Riscos de Engenharia: conhecimento técnico é essencial em grandes obras de infraestrutura
Obras envolvendo rodovias, pontes, sistemas de saneamento ou construção e manutenção de barragens apresentam exposições específicas que precisam ser consideradas a fundo no momento da subscrição do seguro.

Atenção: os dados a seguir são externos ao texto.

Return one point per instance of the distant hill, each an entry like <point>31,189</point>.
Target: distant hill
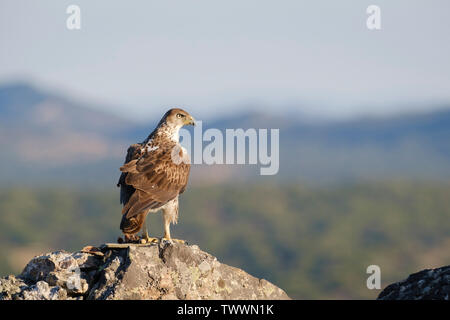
<point>48,138</point>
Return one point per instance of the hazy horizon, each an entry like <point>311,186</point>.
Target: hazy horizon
<point>311,58</point>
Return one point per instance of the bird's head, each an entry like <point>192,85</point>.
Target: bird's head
<point>178,118</point>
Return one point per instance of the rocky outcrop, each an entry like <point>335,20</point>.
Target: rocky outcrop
<point>158,271</point>
<point>429,284</point>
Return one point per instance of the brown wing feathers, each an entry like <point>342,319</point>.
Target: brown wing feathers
<point>154,177</point>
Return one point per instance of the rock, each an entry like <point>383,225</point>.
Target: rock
<point>158,271</point>
<point>429,284</point>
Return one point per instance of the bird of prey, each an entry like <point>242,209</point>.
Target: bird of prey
<point>155,172</point>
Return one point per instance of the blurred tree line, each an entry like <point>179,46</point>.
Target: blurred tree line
<point>313,242</point>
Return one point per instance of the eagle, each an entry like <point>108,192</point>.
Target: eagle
<point>155,173</point>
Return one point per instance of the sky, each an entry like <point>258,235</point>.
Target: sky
<point>312,58</point>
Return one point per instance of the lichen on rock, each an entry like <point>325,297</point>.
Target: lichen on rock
<point>159,271</point>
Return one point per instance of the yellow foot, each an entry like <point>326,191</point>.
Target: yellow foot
<point>174,240</point>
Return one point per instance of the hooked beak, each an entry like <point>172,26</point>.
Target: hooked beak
<point>190,121</point>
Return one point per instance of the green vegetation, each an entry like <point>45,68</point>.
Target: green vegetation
<point>312,242</point>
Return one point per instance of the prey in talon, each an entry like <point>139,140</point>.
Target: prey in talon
<point>155,173</point>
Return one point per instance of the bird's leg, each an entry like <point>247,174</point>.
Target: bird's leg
<point>145,238</point>
<point>167,221</point>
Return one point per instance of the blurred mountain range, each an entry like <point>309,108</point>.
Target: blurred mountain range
<point>47,138</point>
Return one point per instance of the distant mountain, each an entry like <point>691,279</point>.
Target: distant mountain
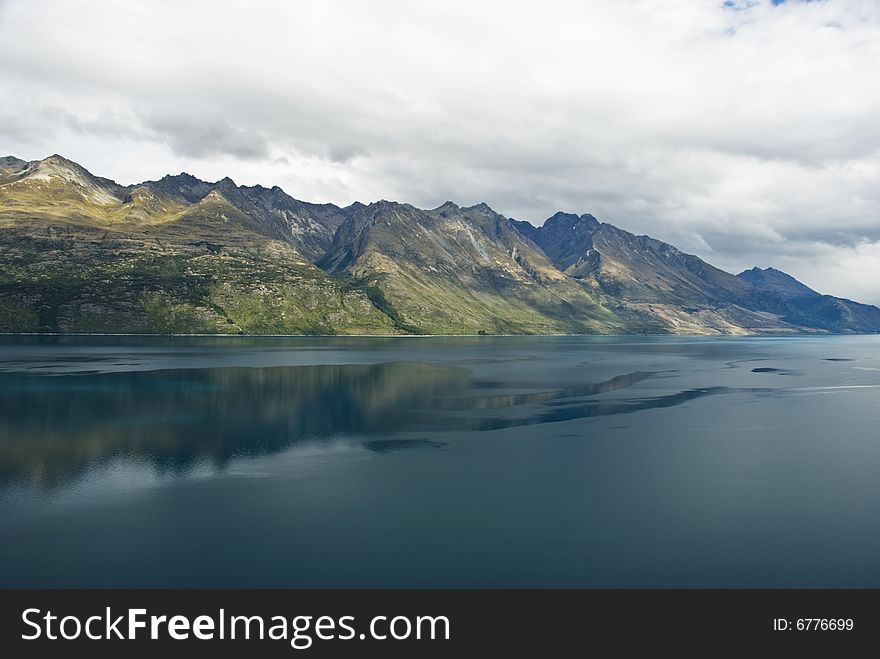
<point>812,309</point>
<point>459,270</point>
<point>81,253</point>
<point>771,279</point>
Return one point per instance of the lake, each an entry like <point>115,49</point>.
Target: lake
<point>440,462</point>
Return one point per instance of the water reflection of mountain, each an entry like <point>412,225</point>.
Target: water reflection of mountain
<point>54,428</point>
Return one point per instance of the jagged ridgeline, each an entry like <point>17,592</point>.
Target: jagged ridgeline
<point>80,253</point>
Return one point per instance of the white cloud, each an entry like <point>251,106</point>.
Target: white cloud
<point>747,134</point>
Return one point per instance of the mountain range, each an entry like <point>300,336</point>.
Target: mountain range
<point>82,253</point>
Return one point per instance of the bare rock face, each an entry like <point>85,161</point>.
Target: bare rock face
<point>81,253</point>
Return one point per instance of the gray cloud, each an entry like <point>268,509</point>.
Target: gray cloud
<point>746,134</point>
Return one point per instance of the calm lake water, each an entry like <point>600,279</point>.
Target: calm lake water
<point>441,462</point>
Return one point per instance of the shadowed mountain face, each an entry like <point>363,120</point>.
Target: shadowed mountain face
<point>653,279</point>
<point>460,270</point>
<point>771,279</point>
<point>81,253</point>
<point>807,307</point>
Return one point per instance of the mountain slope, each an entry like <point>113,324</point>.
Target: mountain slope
<point>771,279</point>
<point>459,270</point>
<point>807,307</point>
<point>654,280</point>
<point>82,254</point>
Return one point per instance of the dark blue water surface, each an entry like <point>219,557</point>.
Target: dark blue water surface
<point>442,462</point>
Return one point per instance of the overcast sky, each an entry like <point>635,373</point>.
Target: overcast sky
<point>747,132</point>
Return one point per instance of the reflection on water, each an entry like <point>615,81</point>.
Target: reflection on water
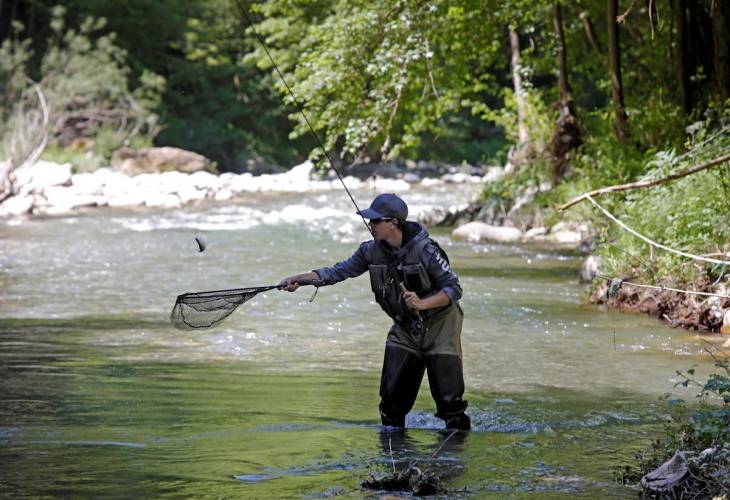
<point>100,396</point>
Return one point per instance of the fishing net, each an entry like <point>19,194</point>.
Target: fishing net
<point>193,311</point>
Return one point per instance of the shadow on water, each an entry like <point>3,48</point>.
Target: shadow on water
<point>96,427</point>
<point>83,323</point>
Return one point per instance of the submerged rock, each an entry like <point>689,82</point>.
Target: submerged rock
<point>414,479</point>
<point>155,160</point>
<point>667,476</point>
<point>479,231</point>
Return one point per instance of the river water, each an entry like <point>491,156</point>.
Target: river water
<point>100,396</point>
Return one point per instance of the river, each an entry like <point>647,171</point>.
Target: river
<point>100,396</point>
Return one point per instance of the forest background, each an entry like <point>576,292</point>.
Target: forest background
<point>573,96</point>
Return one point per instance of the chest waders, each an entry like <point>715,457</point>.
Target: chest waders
<point>417,343</point>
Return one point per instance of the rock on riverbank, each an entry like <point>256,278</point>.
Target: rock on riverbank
<point>50,188</point>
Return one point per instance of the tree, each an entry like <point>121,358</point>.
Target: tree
<point>721,35</point>
<point>620,121</point>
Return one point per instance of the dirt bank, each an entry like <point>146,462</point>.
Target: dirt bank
<point>693,312</point>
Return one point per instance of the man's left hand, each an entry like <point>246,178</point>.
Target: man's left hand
<point>413,301</point>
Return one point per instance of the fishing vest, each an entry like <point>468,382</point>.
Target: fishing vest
<point>386,274</point>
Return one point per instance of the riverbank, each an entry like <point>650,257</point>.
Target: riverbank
<point>708,313</point>
<point>48,188</point>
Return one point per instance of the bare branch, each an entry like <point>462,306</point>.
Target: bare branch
<point>644,184</point>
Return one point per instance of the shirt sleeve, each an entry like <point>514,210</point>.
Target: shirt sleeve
<point>440,272</point>
<point>354,266</point>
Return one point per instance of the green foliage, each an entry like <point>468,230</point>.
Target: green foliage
<point>689,214</point>
<point>85,82</point>
<point>376,77</point>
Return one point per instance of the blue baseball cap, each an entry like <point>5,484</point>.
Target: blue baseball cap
<point>386,205</point>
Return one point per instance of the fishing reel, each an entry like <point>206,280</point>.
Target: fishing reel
<point>417,326</point>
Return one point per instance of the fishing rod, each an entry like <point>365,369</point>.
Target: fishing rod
<point>202,310</point>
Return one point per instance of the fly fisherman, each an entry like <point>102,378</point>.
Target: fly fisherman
<point>413,283</point>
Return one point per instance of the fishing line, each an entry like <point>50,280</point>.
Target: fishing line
<point>300,108</point>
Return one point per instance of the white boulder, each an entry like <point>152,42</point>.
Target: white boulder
<point>42,174</point>
<point>479,231</point>
<point>16,205</point>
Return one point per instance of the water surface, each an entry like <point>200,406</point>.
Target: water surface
<point>99,396</point>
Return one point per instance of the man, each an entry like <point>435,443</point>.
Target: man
<point>413,283</point>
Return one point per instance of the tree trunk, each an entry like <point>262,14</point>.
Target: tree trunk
<point>567,134</point>
<point>683,71</point>
<point>721,37</point>
<point>563,85</point>
<point>522,132</point>
<point>620,122</point>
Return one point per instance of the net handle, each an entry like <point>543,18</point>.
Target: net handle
<point>256,289</point>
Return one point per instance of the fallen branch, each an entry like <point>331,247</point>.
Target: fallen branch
<point>652,242</point>
<point>644,184</point>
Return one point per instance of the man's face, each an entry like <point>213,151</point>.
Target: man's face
<point>382,229</point>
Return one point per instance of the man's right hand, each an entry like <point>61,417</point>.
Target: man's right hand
<point>291,283</point>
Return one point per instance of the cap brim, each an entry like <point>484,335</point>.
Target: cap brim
<point>369,213</point>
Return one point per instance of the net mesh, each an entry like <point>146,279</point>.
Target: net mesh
<point>193,311</point>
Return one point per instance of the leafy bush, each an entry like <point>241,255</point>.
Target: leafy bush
<point>85,81</point>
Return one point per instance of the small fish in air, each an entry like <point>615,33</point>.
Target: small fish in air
<point>201,242</point>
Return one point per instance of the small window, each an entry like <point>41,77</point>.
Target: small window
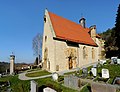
<point>45,38</point>
<point>45,18</point>
<point>84,52</point>
<point>93,53</point>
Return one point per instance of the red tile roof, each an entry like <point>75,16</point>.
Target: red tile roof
<point>68,30</point>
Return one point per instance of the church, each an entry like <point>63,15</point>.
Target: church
<point>68,45</point>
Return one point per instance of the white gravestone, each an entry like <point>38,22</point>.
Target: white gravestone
<point>34,86</point>
<point>118,61</point>
<point>114,60</point>
<point>105,73</point>
<point>55,76</point>
<point>47,89</point>
<point>94,71</point>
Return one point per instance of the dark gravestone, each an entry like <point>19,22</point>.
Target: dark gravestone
<point>116,81</point>
<point>97,87</point>
<point>72,81</point>
<point>113,60</point>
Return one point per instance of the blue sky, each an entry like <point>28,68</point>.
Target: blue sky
<point>21,20</point>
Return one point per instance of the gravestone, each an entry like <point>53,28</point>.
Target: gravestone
<point>12,60</point>
<point>116,81</point>
<point>118,61</point>
<point>95,66</point>
<point>98,87</point>
<point>105,73</point>
<point>34,86</point>
<point>47,89</point>
<point>72,81</point>
<point>113,60</point>
<point>0,75</point>
<point>55,76</point>
<point>94,71</point>
<point>102,62</point>
<point>84,72</point>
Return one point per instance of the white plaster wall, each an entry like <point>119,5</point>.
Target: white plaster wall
<point>89,60</point>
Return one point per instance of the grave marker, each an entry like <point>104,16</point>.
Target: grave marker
<point>105,73</point>
<point>34,86</point>
<point>55,76</point>
<point>94,71</point>
<point>114,60</point>
<point>118,61</point>
<point>98,87</point>
<point>47,89</point>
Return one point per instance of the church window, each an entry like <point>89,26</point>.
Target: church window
<point>45,18</point>
<point>45,38</point>
<point>84,52</point>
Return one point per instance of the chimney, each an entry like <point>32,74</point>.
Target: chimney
<point>82,22</point>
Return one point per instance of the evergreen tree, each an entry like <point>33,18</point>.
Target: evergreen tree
<point>117,29</point>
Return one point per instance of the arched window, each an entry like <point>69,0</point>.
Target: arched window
<point>45,38</point>
<point>84,52</point>
<point>93,53</point>
<point>45,53</point>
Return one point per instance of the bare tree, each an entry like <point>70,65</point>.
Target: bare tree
<point>37,45</point>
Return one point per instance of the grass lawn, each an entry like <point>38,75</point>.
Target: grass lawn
<point>38,73</point>
<point>16,84</point>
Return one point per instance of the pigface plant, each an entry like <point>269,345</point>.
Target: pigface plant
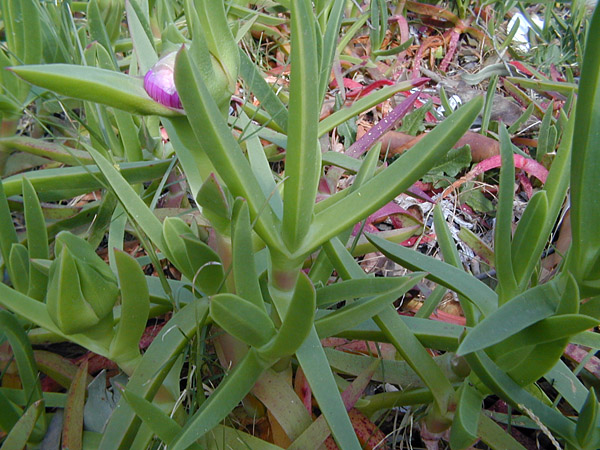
<point>256,270</point>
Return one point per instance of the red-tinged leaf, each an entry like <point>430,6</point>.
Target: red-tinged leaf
<point>73,418</point>
<point>525,184</point>
<point>56,367</point>
<point>302,389</point>
<point>387,351</point>
<point>376,84</point>
<point>319,431</point>
<point>400,218</point>
<point>530,166</point>
<point>380,128</point>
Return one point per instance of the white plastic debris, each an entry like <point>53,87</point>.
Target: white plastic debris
<point>522,34</point>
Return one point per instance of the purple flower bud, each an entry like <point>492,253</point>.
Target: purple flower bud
<point>159,82</point>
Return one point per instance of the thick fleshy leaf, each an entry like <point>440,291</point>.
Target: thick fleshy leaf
<point>399,176</point>
<point>303,155</point>
<point>588,424</point>
<point>58,184</point>
<point>458,280</point>
<point>37,239</point>
<point>21,433</point>
<point>584,260</point>
<point>102,86</point>
<point>297,322</point>
<point>152,371</point>
<point>360,310</point>
<point>226,397</point>
<point>466,418</point>
<point>135,305</point>
<point>244,267</point>
<point>504,386</point>
<point>522,311</point>
<point>23,355</point>
<point>242,319</point>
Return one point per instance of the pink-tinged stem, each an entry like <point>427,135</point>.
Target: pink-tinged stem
<point>453,44</point>
<point>383,126</point>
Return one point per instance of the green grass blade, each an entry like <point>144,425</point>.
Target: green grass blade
<point>330,39</point>
<point>131,201</point>
<point>495,436</point>
<point>141,35</point>
<point>152,371</point>
<point>8,235</point>
<point>263,92</point>
<point>357,312</point>
<point>244,267</point>
<point>500,383</point>
<point>399,176</point>
<point>507,284</point>
<point>361,105</point>
<point>442,273</point>
<point>230,392</point>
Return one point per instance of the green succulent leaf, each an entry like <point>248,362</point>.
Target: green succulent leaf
<point>242,319</point>
<point>102,86</point>
<point>522,311</point>
<point>135,306</point>
<point>297,322</point>
<point>466,418</point>
<point>588,424</point>
<point>81,290</point>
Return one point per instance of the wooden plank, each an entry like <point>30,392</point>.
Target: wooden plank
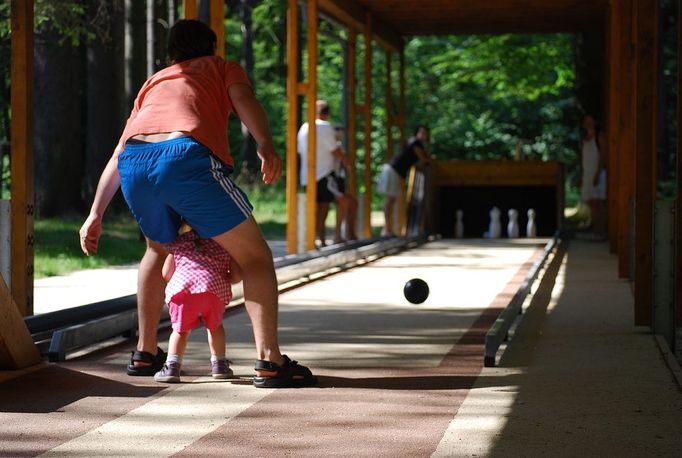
<point>292,127</point>
<point>218,25</point>
<point>367,205</point>
<point>22,187</point>
<point>497,173</point>
<point>611,122</point>
<point>190,10</point>
<point>352,111</point>
<point>646,14</point>
<point>626,125</point>
<point>311,189</point>
<point>352,15</point>
<point>417,17</point>
<point>17,349</point>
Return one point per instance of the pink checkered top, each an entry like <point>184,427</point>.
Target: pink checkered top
<point>201,265</point>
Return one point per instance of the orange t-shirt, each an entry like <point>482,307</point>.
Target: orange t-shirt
<point>189,96</point>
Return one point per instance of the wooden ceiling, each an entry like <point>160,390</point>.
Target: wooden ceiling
<point>466,17</point>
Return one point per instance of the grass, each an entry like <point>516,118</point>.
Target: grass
<point>57,249</point>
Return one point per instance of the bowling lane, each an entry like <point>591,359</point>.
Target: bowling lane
<point>392,374</point>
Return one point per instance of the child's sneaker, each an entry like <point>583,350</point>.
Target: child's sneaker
<point>169,373</point>
<point>220,369</point>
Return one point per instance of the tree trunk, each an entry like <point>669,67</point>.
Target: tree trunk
<point>104,100</point>
<point>58,126</point>
<point>250,162</point>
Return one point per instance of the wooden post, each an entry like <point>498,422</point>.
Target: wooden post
<point>646,14</point>
<point>612,132</point>
<point>367,205</point>
<point>352,111</point>
<point>292,126</point>
<point>22,188</point>
<point>17,349</point>
<point>190,9</point>
<point>626,126</point>
<point>678,178</point>
<point>389,106</point>
<point>311,189</point>
<point>218,25</point>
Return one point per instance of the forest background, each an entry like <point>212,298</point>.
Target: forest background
<point>484,97</point>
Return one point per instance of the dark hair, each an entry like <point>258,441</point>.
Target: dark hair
<point>420,126</point>
<point>189,39</point>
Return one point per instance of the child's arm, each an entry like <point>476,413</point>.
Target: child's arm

Grandes obras de infraestrutura reúnem desafios que vão muito além do porte do investimento. Métodos construtivos, condições do terreno, cronograma, equipamentos e fatores ambientais podem alterar significativamente a exposição de um projeto ao longo de sua execução. No seguro de Riscos de Engenharia, compreender essas variáveis é determinante para uma subscrição adequada.
Especializada em nichos e riscos complexos, a ESSOR atua em projetos de Infraestrutura e Construções Pesadas, segmentos que exigem conhecimento aprofundado das particularidades de cada empreendimento.
“Obras de infraestrutura possuem características e exposições muito distintas entre si e especialmente em comparação a obras de construção mais comuns, como prédios e casas. É preciso entender como o projeto será executado e suas diferentes etapas para avaliar o risco de forma consistente. A exposição também muda muito de acordo com a época do ano de cada etapa de execução”, explica Ana Medori, Gerente de Subscrição da ESSOR.
Rodovias mostram dimensão do desafio brasileiro
A malha rodoviária ajuda a dimensionar o espaço que o Brasil ainda possui para avançar em infraestrutura. O país conta com mais de 1,7 milhão de quilômetros de rodovias, mas apenas 12,4% dessa extensão é pavimentada, o equivalente a aproximadamente 213,5 mil quilômetros, segundo dados apresentados pela Confederação Nacional do Transporte (CNT).
O cenário envolve demandas por implantação e pavimentação de novos trechos, além da recuperação, ampliação e modernização de estruturas existentes.
No saneamento, os desafios também são expressivos. Projetos de abastecimento de água e esgotamento sanitário podem envolver redes, adutoras, estações de tratamento, sistemas de bombeamento e diferentes tipos de intervenção, cada qual com condições próprias de execução.
O risco muda ao longo da obra
Uma das particularidades dos Riscos de Engenharia é que a exposição não permanece a mesma durante todo o projeto. Escavações, fundações, montagem de estruturas, instalação de equipamentos e etapas de testes, por exemplo, podem apresentar cenários distintos.
Em obras rodoviárias, aspectos relacionados ao terreno, drenagem, movimentação de solo e interferências existentes fazem parte da avaliação. Já no saneamento, profundidade das escavações, características das redes e métodos empregados na implantação estão entre os fatores que podem influenciar o risco.
“Não basta considerar o valor total do empreendimento. A subscrição precisa acompanhar a lógica da obra: o que será construído, de que forma, em quais condições e quais são as exposições mais relevantes em cada etapa. Esse olhar técnico faz diferença especialmente nos projetos de maior complexidade”, afirma Ana.
A experiência acumulada em diferentes tipos de projetos contribui para uma leitura mais precisa dessas exposições e para a definição das condições do seguro. Em infraestrutura, onde uma mesma categoria pode reunir obras bastante distintas entre si, conhecer a engenharia por trás do empreendimento é parte fundamental da avaliação do risco.